Toutefois, si l’implication pakistanaise semble avérée, son poids réel dans la conclusion du cessez-le-feu reste incertain. Certaines sources évoquent en effet une pression décisive de la Chine sur l’Iran, suggérant que Pékin aurait joué un rôle plus déterminant, quoique moins visible.
Autre élément à prendre en compte : les relations étroites entre Islamabad et Riyad. Quelques jours avant l’interview de M.Tirmizi, le Pakistan a déployé des avions militaires en Arabie saoudite, tandis que le royaume prolongeait un dépôt financier de cinq milliards de dollars et ajoutait trois milliards supplémentaires. Une aide bienvenue, alors que le Pakistan fait face à des tensions financières, notamment vis-à-vis des Émirats arabes unis.
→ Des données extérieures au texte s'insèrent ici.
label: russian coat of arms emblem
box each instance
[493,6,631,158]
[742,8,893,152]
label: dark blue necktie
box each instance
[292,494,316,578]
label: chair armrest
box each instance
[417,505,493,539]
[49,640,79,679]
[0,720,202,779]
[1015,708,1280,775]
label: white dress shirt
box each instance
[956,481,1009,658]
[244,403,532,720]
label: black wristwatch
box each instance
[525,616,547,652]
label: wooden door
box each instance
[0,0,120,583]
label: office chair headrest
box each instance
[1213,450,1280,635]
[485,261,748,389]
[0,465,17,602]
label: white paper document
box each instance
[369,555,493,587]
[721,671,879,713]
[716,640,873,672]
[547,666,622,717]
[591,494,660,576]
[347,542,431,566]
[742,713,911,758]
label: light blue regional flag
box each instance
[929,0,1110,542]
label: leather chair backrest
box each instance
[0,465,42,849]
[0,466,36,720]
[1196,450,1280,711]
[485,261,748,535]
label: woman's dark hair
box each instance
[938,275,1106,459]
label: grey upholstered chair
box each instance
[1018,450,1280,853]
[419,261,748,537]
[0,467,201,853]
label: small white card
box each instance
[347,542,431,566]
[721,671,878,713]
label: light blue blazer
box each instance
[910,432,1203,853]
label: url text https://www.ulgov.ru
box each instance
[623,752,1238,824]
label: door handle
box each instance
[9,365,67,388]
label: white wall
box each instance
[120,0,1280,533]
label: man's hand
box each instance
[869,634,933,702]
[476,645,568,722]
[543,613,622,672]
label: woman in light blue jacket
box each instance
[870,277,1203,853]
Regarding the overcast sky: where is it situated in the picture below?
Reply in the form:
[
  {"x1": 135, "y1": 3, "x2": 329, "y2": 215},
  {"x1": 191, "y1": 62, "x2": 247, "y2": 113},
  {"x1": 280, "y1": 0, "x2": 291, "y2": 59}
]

Cette dépendance économique nourrit les interrogations. Islamabad pourrait-il être entraîné dans un conflit aux côtés de Riyad en cas de reprise des hostilités ? Le Pakistan, qui abrite une importante minorité chiite, a tout intérêt à éviter un affrontement direct avec l’Iran. Mais son alliance stratégique avec l’Arabie saoudite limite sa marge de manœuvre. D’où son activisme diplomatique actuel : prévenir la guerre pour éviter d’avoir à choisir.
Reste que la situation demeure extrêmement volatile. Le différend autour du détroit d’Ormuz, que l’Iran menace à nouveau de fermer, pourrait compromettre les efforts en cours. Des divergences internes au sein du pouvoir iranien compliquent également la donne.
Les prochaines heures seront décisives. Entre reprise des hostilités et consolidation fragile de la paix, l’équilibre régional tient désormais à un fil.